Dibandingkan dengan menyewa hotel untuk isoman anggota DPR, menurut dia, anggaran bisa dialihkan untuk program vaksinasi. DPR sebagai lembaga bisa melaksanakan vaksinasi bagi masyarakat umum sehingga anggaran yang dikeluarkan bisa lebih dirasakan manfaatnya untuk masyarakat.
Atas penolakan dari pimpinan dan anggota DPR, Sekjen DPR Indra Iskandar akan mengevaluasi program isoman tersebut. Sementara ini pihaknya masih menyiapkan Wisma DPR di Kopo sebagai tempat isolasi mandiri berkapasitas 50 orang agar nyaman digunakan. Langkah ini dilakukan sebagai bentuk perhatian kepada orang-orang yang bekerja di lingkungan DPR saat terpapar Covid-19.
”Kalau publik menilainya berbeda, kami akan ikuti. Sebab, dana untuk isoman di hotel pun belum dianggarkan. Bahkan, ada refocusing anggaran hingga Rp 178 miliar,” ucapnya.
Peneliti politik Lembaga Ilmu Pengetahuan Indonesia, Wasisto Raharjo Jati, mengatakan, Sekjen DPR semestinya mengikuti mayoritas anggota DPR yang menolak program itu. Apalagi pimpinan DPR pun menyatakan penolakan serupa. ”Kalau ada manuver pribadi justru menimbulkan kecaman publik,” katanya.

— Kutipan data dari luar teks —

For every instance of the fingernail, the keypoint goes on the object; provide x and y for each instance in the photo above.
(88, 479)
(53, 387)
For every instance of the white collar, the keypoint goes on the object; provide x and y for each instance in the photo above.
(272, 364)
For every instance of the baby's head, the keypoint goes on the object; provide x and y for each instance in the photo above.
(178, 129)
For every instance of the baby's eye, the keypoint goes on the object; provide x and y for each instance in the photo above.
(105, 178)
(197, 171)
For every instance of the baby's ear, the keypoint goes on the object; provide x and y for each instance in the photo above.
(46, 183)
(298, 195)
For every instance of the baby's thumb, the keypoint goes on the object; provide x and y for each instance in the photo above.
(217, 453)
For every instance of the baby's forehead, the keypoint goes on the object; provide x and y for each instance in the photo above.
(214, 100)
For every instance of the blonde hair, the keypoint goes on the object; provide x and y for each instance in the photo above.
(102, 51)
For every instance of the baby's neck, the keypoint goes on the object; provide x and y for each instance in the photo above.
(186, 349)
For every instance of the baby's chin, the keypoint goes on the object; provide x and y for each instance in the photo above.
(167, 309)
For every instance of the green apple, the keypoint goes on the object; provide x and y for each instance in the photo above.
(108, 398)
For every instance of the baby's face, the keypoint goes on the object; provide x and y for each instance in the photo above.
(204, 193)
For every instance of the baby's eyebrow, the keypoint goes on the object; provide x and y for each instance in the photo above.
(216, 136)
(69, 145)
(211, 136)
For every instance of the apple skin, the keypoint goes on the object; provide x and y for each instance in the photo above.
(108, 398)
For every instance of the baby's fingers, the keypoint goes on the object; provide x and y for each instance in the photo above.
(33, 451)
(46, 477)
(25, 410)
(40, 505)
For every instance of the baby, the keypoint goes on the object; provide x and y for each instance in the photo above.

Di sisi lain, pimpinan dan anggota DPR perlu memastikan penolakan mereka dilaksanakan oleh Sekretariat Jenderal DPR. Sebab, jika program ini berlanjut, kredibilitas DPR bisa makin merosot, bahkan bisa dilabeli sebagai lembaga yang tidak pro rakyat. Sebab, dalam kondisi krisis dan rakyat kesusahan, DPR terus merasa lebih superior dengan menikmati fasilitas-fasilitas berlebih.
”Saya pikir adanya fasilitas hotel tersebut adalah ekspresi sikap intoleran dan egois dari anggota DPR. Sebab, di masa pandemi ini, semua orang itu sama rata dan sama rasa,” tuturnya.
Sebagai pejabat yang diamanati suara dari banyak orang, lanjut Wasisto, seharusnya anggota DPR berada di tengah masyarakat. Mereka seharusnya hadir membantu dan ikut merasakan apa yang dirasakan oleh publik selama pandemi ini. Bukan sebaliknya, merasa istimewa dengan jabatan sekarang.
”Taruhannya adalah elektabilitas di Pemilu Legislatif 2024 kalau, misalnya, masih ingin terpilih kembali. Sebab, ingatan publik terhadap aksi mereka saat pandemi akan membekas di benak pemilih. Mereka akan tahu persis siapa politisi yang berpihak dan berseberangan dengan kondisi masyarakat,” ujar Wasisto.